Going through a divorce often brings out the worst in people. Former spouses accuse each other of dishonesty and rehash old arguments. When children are involved, things can get particularly heated. You and your soon-to-be ex love your children, so you each want to spend as much time with them as possible. This can lead to conflict.

Even if you and your former partner disagree about custody, that does not mean a nasty court case is inevitable. There are alternative dispute resolutions, like child custody mediation.

What is mediation?

A mediator is a neutral third party who meets with you and your ex to help you settle child custody matters. Sometimes, mediators are also attorneys, but the key is the mediator is representing neither side. He or she is helping you focus on the best interests of your children and is there to facilitate discussion and compromise.

What can you expect from a session?

Mediation sessions typically last a couple hours and may go for a few weeks. The mediator asks you to introduce yourselves, give the details of your story and then lay out what you are hoping to get from mediation.
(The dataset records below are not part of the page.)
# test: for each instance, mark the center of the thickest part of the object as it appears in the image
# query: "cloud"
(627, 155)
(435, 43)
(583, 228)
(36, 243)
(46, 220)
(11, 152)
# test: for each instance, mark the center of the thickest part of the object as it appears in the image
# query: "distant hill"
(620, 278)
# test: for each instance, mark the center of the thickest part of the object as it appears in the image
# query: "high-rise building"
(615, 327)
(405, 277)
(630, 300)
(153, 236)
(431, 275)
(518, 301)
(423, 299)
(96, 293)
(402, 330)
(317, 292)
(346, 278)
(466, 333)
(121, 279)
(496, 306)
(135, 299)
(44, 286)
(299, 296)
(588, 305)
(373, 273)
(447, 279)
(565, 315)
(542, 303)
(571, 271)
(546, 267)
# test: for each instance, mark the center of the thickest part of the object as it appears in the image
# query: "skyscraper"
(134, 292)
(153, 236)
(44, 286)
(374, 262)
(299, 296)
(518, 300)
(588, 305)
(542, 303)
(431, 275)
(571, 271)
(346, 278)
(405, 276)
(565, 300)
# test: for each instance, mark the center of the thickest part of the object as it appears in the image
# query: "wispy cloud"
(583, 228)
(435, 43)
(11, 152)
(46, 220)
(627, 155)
You and your former partner will list key decisions that need to be made.

The mediator then facilitates the discussion between you and your ex. He or she will encourage you and your former partner to work together to make decisions about what is best for your children. This typically includes a parenting plan that settles the issues of custody, support and any other concerns. If you start to argue, the mediator may help you work through the conflict or may redirect your conversation back to the matter at hand. If you need advice on an issue, the parties may agree to bring in an expert like an accountant or child psychologist or any other third party they agree may be helpful to them.

Mediator helps you focus on the future

Mediation puts the focus on the present and the future, rather than getting stuck in your past problems. It also encourages you and your ex to figure out how to communicate effectively. As you continue to co-parent, this will be a useful skill.

Mediation can reduce stress

A mediation typically moves much quicker than a court case. That means it also usually costs much less.

The sooner the parties can agree on a parenting plan, the better it is for everyone involved. When you are unsure of what the future will hold, you are more likely to be stressed. Even if you try to protect them, your children will likely pick up on this stress.

Resolving custody with mediation can save you money, help reduce conflict and stress and teach you and your ex how to communicate effectively. Though it may not be for everyone, it can be a positive solution to a stressful situation. Additionally, it is a process that can be utilized in the future, as parenting plans need to be revisited as children grow.